— Il y en a beaucoup qui ne le peuvent pas, et beaucoup d'autres qui aimeraient mieux mourir.
— S'ils aiment mieux mourir, reprit Scrooge, ils feraient très bien de suivre cette idée et de diminuer l'excédent de la population. Au reste, excusez-moi; je ne connais pas tout ça.
— Mais il vous serait facile de le connaître, observa l'étranger.
— Ce n'est pas ma besogne, répliqua Scrooge. Un homme a bien assez de faire ses propres affaires, sans se mêler de celles des autres. Les miennes prennent tout mon temps. Bonsoir, messieurs.»
Voyant clairement qu'il serait inutile de poursuivre leur requête, les deux étrangers se retirèrent. Scrooge se remit au travail, de plus en plus content de lui, et d'une humeur plus enjouée qu'à son ordinaire.

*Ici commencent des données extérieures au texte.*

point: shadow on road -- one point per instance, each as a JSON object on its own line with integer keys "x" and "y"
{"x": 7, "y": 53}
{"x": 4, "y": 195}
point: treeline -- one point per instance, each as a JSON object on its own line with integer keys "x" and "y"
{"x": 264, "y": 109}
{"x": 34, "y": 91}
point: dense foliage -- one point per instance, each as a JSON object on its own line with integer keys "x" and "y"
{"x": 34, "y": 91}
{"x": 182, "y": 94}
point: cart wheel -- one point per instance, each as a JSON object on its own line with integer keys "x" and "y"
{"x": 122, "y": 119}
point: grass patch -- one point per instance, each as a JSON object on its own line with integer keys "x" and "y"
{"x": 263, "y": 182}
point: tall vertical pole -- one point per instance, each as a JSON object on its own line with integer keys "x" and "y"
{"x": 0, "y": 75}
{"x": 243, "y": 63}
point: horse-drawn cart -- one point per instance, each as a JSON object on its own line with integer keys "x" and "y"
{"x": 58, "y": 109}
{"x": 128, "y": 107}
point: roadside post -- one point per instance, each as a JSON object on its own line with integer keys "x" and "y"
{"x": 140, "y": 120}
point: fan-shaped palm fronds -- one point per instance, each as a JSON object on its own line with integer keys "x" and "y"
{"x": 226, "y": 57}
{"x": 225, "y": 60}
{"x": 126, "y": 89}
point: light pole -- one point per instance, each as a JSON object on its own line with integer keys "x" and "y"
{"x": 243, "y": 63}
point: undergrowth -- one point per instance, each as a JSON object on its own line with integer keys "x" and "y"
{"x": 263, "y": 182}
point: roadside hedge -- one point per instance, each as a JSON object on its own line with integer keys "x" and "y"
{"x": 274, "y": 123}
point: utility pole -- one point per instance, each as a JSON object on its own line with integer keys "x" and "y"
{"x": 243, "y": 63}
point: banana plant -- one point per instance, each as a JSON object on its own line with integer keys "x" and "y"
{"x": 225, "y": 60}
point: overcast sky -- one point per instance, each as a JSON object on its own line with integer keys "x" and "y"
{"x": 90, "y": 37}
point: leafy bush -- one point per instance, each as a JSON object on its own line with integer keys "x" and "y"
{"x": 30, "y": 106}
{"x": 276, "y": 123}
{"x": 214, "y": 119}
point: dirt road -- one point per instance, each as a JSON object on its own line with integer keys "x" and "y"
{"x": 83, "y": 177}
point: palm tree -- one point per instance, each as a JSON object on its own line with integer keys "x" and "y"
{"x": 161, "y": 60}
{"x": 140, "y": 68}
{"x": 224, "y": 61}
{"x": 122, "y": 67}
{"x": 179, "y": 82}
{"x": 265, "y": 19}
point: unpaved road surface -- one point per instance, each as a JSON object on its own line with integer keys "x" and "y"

Cependant le brouillard et l'obscurité s'épaississaient tellement, que l'on voyait des gens courir çà et là par les rues avec des torches allumées, offrant leurs services aux cochers pour marcher devant les chevaux et les guider dans leur chemin. L'antique tour d'une église, dont la vieille cloche renfrognée avait toujours l'air de regarder Scrooge curieusement à son bureau par une fenêtre gothique pratiquée dans le mur, devint invisible et sonna les heures, les demies et les quarts dans les nuages avec des vibrations tremblantes et prolongées, comme si ses dents eussent claqué là-haut dans sa tête gelée. Le froid devint intense dans la rue même. Au coin de la cour, quelques ouvriers, occupés à réparer les conduits du gaz, avaient allumé un énorme brasier, autour duquel se pressait une foule d'hommes et d'enfants déguenillés, se chauffant les mains et clignant les yeux devant la flamme avec un air de ravissement. Le robinet de la fontaine était délaissé et les eaux refoulées qui s'étaient congelées tout autour de lui formaient comme un cadre de glace misanthropique, qui faisait horreur à voir.